Alastor has his shadow surreptitiously turn off the stove while Vox runs his hands underneath the tap. He's got that look on his face he gets when he's trying very hard not to cry, and Alastor quietly perches on the barstool so he can savor each flicker of pixels and smothered whimper.
Once his hands are better, Vox gives them a careful flex and, apparently, gives up on the tomatoes as he sweeps the mess off the counter and into the garbage bin. He silently fishes the potatoes out of the sink, holding them carefully by the tips of his claws, and tossed them into a waiting metal bowl.
With a large fork, Vox gets to work pressing and mashing and stirring the spuds. He grunts and mumbles the occasional curse under his breath as he works. Judging by his struggle, the potatoes likely weren't cooked all the way through.
But Alastor is distracted by the appearance of something he had started to believe Vox didn't even own: salt! He just barely holds back the tears of joy as he watches Vox pour a generous helping into his mashed potatoes, though real tears of grief manage to escape from his eyes as he witnesses Vox peel away squares of American cheese from their plastic sleeves and slap them down over the bowl of potatoes to melt.

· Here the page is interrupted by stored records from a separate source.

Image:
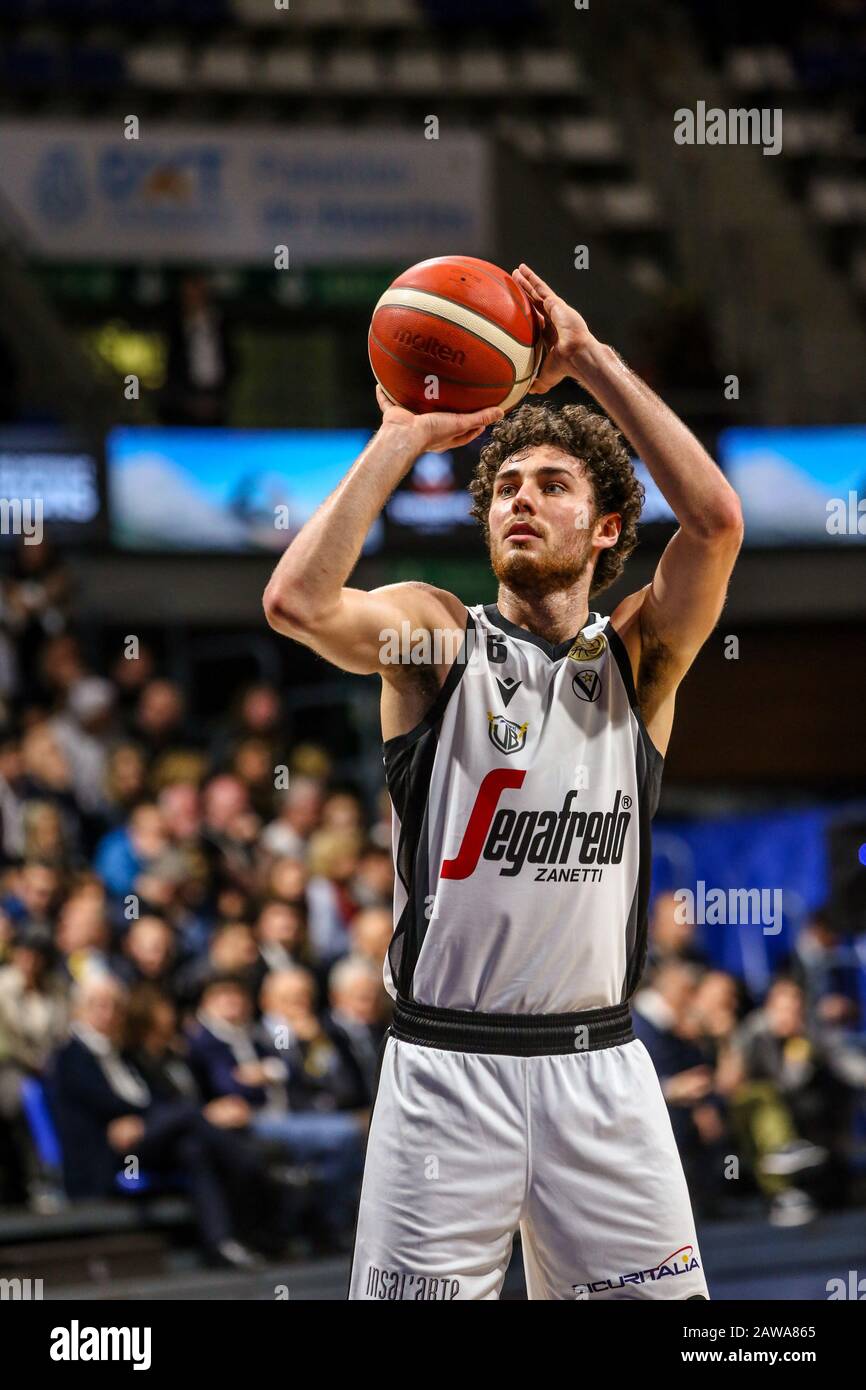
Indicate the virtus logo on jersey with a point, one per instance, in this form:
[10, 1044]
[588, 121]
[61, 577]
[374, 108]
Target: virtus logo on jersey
[538, 837]
[505, 734]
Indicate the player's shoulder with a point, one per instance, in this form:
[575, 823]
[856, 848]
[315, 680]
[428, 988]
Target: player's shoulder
[626, 623]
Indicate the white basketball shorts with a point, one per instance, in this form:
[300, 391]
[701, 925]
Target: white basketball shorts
[574, 1150]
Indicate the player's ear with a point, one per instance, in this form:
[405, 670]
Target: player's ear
[608, 530]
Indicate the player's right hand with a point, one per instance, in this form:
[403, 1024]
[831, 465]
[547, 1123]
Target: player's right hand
[439, 430]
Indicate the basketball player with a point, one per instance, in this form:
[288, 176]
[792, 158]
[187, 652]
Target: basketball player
[524, 773]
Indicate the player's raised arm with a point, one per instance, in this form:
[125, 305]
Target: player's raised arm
[666, 623]
[307, 598]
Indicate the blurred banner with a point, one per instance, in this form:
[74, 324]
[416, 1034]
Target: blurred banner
[191, 193]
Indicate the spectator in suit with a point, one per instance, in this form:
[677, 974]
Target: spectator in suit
[790, 1090]
[149, 955]
[200, 362]
[370, 933]
[231, 951]
[230, 1057]
[299, 816]
[321, 1068]
[159, 1052]
[665, 1025]
[281, 933]
[34, 1019]
[82, 937]
[107, 1115]
[357, 1015]
[672, 937]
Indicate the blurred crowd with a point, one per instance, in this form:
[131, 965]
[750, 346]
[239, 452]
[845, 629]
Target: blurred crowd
[193, 922]
[765, 1096]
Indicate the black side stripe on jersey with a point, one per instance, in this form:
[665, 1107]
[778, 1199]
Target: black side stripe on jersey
[409, 762]
[649, 765]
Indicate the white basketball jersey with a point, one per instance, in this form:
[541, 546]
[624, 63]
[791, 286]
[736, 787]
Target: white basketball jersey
[521, 836]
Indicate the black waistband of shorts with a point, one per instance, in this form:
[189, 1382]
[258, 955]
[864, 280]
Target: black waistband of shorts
[512, 1034]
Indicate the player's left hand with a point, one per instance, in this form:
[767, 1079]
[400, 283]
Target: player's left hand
[565, 331]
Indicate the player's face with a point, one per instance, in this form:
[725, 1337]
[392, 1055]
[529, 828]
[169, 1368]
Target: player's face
[542, 520]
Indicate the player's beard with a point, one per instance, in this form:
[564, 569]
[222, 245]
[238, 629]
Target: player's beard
[538, 570]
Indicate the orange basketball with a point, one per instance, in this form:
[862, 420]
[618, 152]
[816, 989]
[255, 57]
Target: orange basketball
[455, 334]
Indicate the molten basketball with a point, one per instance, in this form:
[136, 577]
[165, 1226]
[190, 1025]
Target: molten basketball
[455, 334]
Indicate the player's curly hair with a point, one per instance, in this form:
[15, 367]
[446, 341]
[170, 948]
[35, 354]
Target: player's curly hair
[599, 446]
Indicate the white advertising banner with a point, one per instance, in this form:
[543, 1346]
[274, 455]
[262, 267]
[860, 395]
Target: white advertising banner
[82, 191]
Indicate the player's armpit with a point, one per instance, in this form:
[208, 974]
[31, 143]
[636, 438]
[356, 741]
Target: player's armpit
[376, 631]
[666, 624]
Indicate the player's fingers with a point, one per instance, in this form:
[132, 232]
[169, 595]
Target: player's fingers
[477, 420]
[467, 437]
[541, 288]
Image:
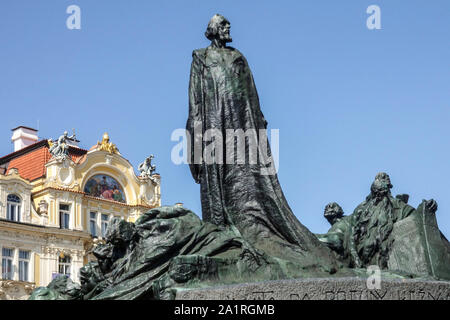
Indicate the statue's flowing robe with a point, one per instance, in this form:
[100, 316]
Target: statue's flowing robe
[222, 95]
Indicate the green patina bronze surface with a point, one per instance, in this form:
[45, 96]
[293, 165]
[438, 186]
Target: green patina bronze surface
[248, 232]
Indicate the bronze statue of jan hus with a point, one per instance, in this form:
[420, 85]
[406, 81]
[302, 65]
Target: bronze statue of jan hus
[223, 96]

It's only then that Vox finally checks on his chicken, and a dark plume of smoke greets him as he opens the oven door. The smoke gushes out and rapidly envelopes the apartment, but with one of the very few virtues of Hell being the utter lack of adherence to building safety codes means they are at least spared from the irritating squeal of a working fire alarm.
While Vox frantically tries to disperse the smog with a hand towel, Alastor sends on shadow tendril to open the nearest window while the other fetches a new bottle of wine. He is certainly going to need it, judging by the state of the chicken Vox places on the counter, or, more accurately, the state of what was once a chicken.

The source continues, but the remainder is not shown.